= UChannel =

Educational organizations based in the United States

UChannel is a consortium of universities that makes public affairs lectures available to a general audience by distributing free video and audio recordings in many digital formats – for streaming, downloading and broadcast. It was originally launched as the University Channel.

== Origins ==
UChannel charter members are:
- Princeton University's Woodrow Wilson School of Public and International Affairs
- the School of International and Public Affairs at Columbia University
- Middlebury College's Rohatyn Center for International Affairs
- the Lyndon B. Johnson School of Public Affairs at the University of Texas at Austin

The project was incubated at Princeton University's Woodrow Wilson School of Public and International Affairs and launched its website in July 2005.

== Content ==
The collection includes events from dozens of universities around the world, all dealing with issues of public interest such as war, health, media, economy and global developments. Speakers come from the ranks of academics, authors and policymakers, and their presentations are offered to the public uncut and unedited.

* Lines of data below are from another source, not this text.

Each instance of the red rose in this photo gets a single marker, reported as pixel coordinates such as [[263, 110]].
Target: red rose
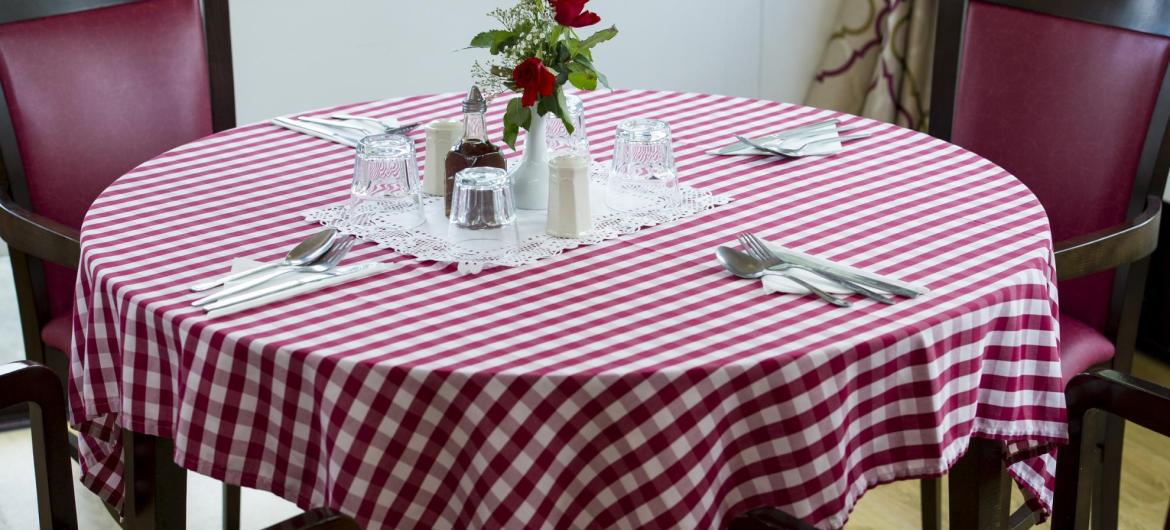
[[572, 13], [535, 80]]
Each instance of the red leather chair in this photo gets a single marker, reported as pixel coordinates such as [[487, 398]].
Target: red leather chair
[[26, 381], [1071, 97], [89, 89]]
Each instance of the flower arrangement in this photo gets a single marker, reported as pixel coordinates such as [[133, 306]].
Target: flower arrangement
[[536, 53]]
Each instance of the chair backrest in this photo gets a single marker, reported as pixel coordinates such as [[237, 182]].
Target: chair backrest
[[1069, 97], [23, 381], [89, 89]]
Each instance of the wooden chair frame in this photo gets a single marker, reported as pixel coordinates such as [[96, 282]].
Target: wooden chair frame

UChannel's focus is on public and international affairs because, as UChannel's Executive Director Donna Liu explains, "that is where the public stands to benefit the most from having access to the kind of well-researched, dispassionate, reasoned analysis that academia can provide". The content consists largely of unedited, full-length lectures, events and conferences that take place in academia.

== Access ==
Individuals may access the material directly from the UChannel website or via subscription to podcasts via RSS.

Programming is also made available to a variety of TV distributors, including IPTV (Campus Consortium's (previously CampusEAI) Open Student Television Network (OSTN)), cable TV video-on-demand and some of the Public, educational, and government access (PEG) cable TV member stations belonging to the Alliance for Community Media (ACM).